With a food fiesta, United Way of Eastern New Mexico last week began its 2005 fund-raising program to raise over $400,000 for Clovis. During the food fiesta, people were encouraged to visit 20 area restaurants that supported the United Way.
Clovis raised $392,000 last year with a donor base of 3,000 to 4,000, said United Way Executive Director Erinn Burch.
Eastern New Mexico has been an area of uncertainty with the future of Cannon Air Force Base and with residents feeling compelled to help the recent hurricane’s victims. United Way reminds local residents of uncertainties and needs within the county.
To make fund-raising efforts more efficient last year, the charitable organization merged the Curry and Roosevelt county branches into the United Way of Eastern New Mexico. Its goal — $70,000 for Roosevelt County and $412,005 for Curry County — totals $482,005.
Burch said she believes $412,005 is an attainable goal for 2006. “The money we raise this year supports local agencies next year,” Burch said.
The organization is currently dedicating time — normally be used for fund-raising efforts — to the weekend’s High Plains Yard Sale, set for Saturday at the Curry County Fairgrounds. “We are acting as fiscal agents and organizing volunteers,” Burch said.
“We’ve been working on that heavily,” Burch said. “We’re trying to keep everyone moving in the same direction as far as Katrina’s concerned, but reminding everybody that our local organizations still need support.”
Burch said much of this year’s effort is an attempt to connect with companies that do workplace campaigns. Burch said the United Way is fortunate in that regard because they can offer payroll deduction. A person paid every two weeks could give $10 a paycheck and have the same impact as somebody stopping by the United Way office and writing a $260 check.

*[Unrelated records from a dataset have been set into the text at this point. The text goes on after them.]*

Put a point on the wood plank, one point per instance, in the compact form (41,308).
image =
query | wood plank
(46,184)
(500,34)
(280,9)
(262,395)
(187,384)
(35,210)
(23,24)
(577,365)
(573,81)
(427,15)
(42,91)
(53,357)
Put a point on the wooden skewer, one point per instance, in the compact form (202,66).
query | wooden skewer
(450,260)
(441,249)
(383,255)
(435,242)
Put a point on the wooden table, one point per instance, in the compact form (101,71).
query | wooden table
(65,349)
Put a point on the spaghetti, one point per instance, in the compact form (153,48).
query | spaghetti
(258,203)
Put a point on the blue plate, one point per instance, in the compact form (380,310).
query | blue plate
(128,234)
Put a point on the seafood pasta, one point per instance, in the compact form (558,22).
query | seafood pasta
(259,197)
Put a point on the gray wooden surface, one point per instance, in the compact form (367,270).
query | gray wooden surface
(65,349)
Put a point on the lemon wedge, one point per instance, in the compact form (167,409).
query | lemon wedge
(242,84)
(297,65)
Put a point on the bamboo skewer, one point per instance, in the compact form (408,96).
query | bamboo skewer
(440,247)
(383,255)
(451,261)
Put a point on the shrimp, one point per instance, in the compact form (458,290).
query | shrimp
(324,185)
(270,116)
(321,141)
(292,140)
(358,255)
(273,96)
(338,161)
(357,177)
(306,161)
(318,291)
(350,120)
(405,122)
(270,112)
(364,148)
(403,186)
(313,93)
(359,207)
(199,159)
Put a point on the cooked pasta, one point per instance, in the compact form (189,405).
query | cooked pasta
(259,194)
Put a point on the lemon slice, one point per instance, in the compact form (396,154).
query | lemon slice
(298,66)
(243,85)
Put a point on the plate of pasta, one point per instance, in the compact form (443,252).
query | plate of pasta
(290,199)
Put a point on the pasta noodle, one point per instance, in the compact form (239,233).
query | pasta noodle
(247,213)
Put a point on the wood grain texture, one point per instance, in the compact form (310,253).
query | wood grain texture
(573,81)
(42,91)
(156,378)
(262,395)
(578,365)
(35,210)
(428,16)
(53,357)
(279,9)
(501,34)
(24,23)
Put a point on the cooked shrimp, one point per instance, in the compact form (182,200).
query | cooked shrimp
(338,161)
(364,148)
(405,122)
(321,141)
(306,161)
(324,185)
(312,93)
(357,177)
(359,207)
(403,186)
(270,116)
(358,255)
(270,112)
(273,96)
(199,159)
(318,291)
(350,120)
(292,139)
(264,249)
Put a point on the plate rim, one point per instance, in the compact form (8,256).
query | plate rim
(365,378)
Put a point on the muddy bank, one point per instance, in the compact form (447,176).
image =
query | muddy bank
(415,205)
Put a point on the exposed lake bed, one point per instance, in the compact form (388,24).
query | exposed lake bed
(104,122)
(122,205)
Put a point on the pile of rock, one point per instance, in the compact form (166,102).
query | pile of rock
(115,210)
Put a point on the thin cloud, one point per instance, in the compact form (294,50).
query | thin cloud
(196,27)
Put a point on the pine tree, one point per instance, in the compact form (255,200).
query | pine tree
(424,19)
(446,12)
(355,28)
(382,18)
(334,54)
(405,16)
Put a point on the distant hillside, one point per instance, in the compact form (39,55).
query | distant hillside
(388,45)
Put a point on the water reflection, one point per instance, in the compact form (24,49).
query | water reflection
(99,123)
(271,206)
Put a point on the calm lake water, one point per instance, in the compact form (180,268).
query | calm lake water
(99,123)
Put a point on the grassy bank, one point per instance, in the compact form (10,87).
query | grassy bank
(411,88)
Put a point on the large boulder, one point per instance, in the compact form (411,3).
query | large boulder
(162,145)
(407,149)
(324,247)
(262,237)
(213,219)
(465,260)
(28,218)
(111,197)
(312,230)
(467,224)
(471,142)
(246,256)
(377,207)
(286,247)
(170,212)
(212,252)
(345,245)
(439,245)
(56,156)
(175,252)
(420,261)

“Because of that, we’re able to reach people who don’t want to write a big check today, but they can give a little bit over time and it adds up,” Burch said. “Everybody doing a little bit at a time in a huge company can make a huge difference together, instead of one person giving a big gift.”
Before hurricanes struck in Louisiana and Texas, most in eastern New Mexico were primarily concerned with the area’s future after Cannon Air Force Base was put in enclave status by the Base Realignment and Closure Commission. Burch said it is incidents like these that make giving to the United Way more important.
“The uncertainty (of Cannon’s future) really adds a new challenge for people,” Burch said. “The future isn’t as clear as maybe it was in the past. You have to remind people, if their future looks uncertain, imagine the people who are really vulnerable.”